Chelsea FC legend Didier Drogba has announced his retirement from football.
Drogba confirmed his retirement ending his 20 years football career. The Ivory Coast striker, 40, while at Chelsea scored 164 goals in 381 games and winning four Premier Leagues and the 2012 Champions League.
Until his retirement, Drogba was playing for US side Phoenix Rising, the club he co-owns. He has been with the club for 18 months now. “After 20 years, I have decided to put an end to my playing career,” said Drogba in an interview with the BBC.
Drogba was expected to retire after the United Soccer League Cup final earlier this month, with his last game a 1-0 defeat by Louisville City in the final of the United States’ second tier.

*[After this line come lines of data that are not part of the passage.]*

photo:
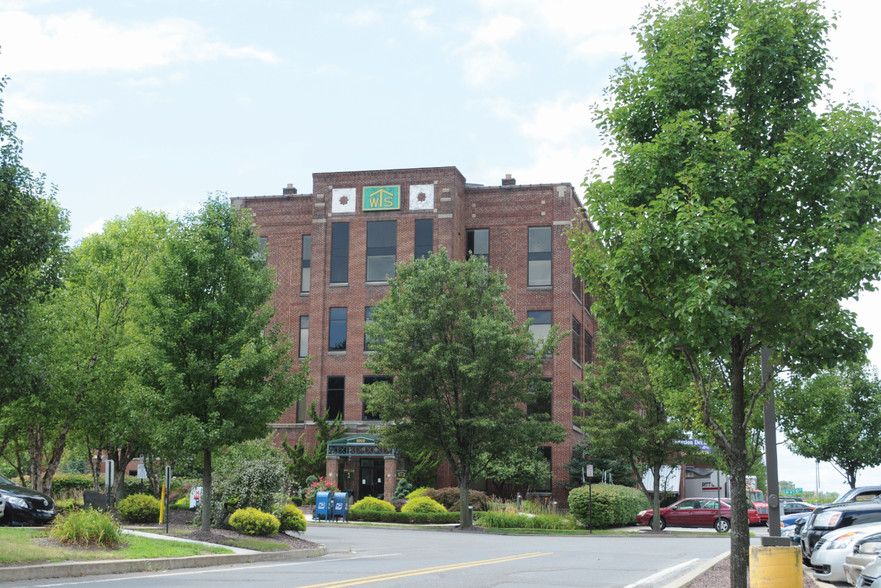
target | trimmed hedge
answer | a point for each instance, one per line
(423, 504)
(139, 508)
(613, 506)
(251, 521)
(416, 518)
(370, 504)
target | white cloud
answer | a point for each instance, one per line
(78, 41)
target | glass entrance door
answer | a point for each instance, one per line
(370, 482)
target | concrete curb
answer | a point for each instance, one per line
(125, 566)
(689, 577)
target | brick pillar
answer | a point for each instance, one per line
(333, 470)
(391, 482)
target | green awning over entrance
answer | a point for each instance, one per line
(358, 445)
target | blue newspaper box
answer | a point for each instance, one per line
(323, 506)
(340, 505)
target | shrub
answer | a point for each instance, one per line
(613, 506)
(371, 504)
(423, 504)
(246, 484)
(86, 527)
(417, 493)
(449, 497)
(292, 519)
(319, 485)
(139, 508)
(254, 522)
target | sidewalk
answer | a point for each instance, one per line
(70, 569)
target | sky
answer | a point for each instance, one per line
(156, 104)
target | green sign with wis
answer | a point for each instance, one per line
(381, 198)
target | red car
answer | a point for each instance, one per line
(696, 512)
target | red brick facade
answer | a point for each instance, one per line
(507, 211)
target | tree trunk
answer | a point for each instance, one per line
(737, 464)
(464, 502)
(205, 499)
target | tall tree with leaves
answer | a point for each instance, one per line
(626, 414)
(739, 212)
(222, 371)
(833, 416)
(463, 370)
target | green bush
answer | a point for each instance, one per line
(417, 493)
(371, 504)
(423, 504)
(417, 518)
(613, 506)
(449, 497)
(139, 508)
(86, 527)
(292, 519)
(507, 520)
(251, 521)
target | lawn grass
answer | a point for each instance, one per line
(17, 546)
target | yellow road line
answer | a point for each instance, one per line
(423, 571)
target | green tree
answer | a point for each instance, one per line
(221, 371)
(32, 247)
(626, 415)
(833, 416)
(463, 371)
(739, 212)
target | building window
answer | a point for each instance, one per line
(423, 238)
(367, 416)
(337, 329)
(306, 265)
(382, 238)
(368, 310)
(539, 256)
(339, 253)
(576, 341)
(477, 244)
(336, 397)
(541, 404)
(541, 323)
(588, 348)
(304, 336)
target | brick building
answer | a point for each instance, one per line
(333, 248)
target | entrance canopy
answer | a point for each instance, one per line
(358, 445)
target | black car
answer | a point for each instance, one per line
(23, 506)
(836, 516)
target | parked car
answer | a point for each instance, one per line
(837, 516)
(871, 576)
(865, 551)
(696, 512)
(831, 551)
(788, 508)
(23, 506)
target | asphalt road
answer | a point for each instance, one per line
(359, 556)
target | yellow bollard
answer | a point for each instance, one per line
(775, 567)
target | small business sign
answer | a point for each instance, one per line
(381, 198)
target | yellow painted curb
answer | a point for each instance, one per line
(775, 567)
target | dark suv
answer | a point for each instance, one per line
(836, 516)
(23, 506)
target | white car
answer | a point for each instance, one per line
(871, 576)
(831, 551)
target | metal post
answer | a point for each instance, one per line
(771, 457)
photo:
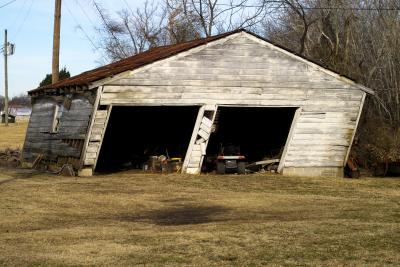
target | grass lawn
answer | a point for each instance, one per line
(145, 219)
(12, 136)
(141, 219)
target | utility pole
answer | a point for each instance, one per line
(5, 48)
(8, 50)
(56, 42)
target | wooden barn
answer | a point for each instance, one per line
(189, 99)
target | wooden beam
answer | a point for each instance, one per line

“It’s the best way to end, helping some young talent to develop,” he said.
“To give something back to the game was the best way to finish as I have learned so much in the game.”
Drogba did not play top-flight football until the age of 23, when French side Guingamp signed him from Ligue 2 Le Mans in January 2002. He moved to Marseille 18 months later – and the following year completed a reported £24m move to Chelsea, where he had the best spell of his career.
Drogba won three Premier League titles in his first eight years at Chelsea, including in each of his first two seasons in England, as well as four FA Cups and two League Cups.
He also won the Premier League Golden Boot in 2006-07 and 2009-10. He left on a high, scoring the winning penalty in the Champions League final shootout against Bayern Munich.
Drogba then spent six months with Shanghai Shenhua and a year and a half with Galatasaray before returning to Chelsea. He scored seven goals in 2014-15, winning a fourth Premier League title and a third League Cup, leaving the club as their fourth highest scorer of all time.
In 2015, he joined Major League Soccer side Montreal Impact and then became player-owner of Phoenix Rising.
He scored 65 times in 105 caps for the Ivory Coast, playing in three World Cups and being named African Footballer of the Year twice.